However, with another data allocation, not only the cost can be reduced but also the number of writes on NVM can be reduced. Instead of the data allocation generated by Udayakumaran's algorithm, if the following data allocation, A, B, C in SRAM, E, F in NVM, D in main memory, is used, the cost of this program region is reduced to 639. And there are only 3 writes on the NVM. Compared with Udayakumaran's algorithm, the cost is reduced by 18.77% and the number of writes on NVM is reduced by 72.73%.

The second data allocation actually is the optimal data allocation which incurs the minimal cost for this region. The ODA algorithm presented in the next section can generate the optimal data allocation. The main reason ODA can reduce the cost is that it differentiates between reads and writes. It then moves the data read the most times into the NVM and moves the data written the most times into the SRAM. In this way, we can take advantage of the NVM while avoiding write activities on the NVM, which reduces the cost and extends the lifetime of the NVM. The details of ODA will be presented in Section V.

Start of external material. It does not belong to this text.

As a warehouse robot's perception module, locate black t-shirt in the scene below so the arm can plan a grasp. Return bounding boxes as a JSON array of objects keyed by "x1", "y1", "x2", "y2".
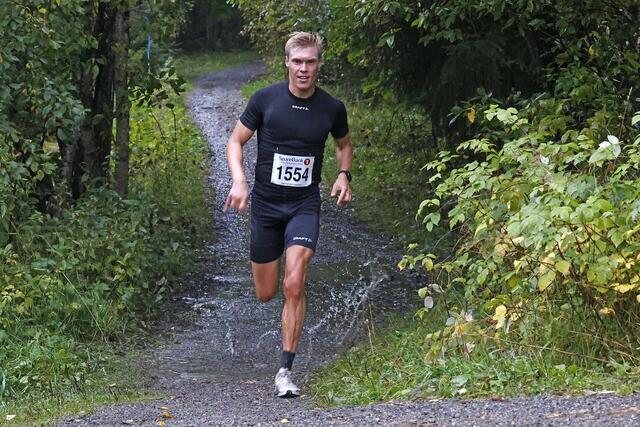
[{"x1": 240, "y1": 82, "x2": 349, "y2": 199}]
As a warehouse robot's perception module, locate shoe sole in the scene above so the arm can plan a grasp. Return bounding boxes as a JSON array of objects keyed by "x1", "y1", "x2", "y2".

## V. DYNAMIC DATA MANAGEMENT FOR HYBRID SPM

In this section, we present the details of the proposed algorithms which generate the data allocation for each program region. First, the problem is formally defined. Then we will illustrate the proposed algorithm with an example. Finally, we present the theorems about the optimality of the ODA algorithm.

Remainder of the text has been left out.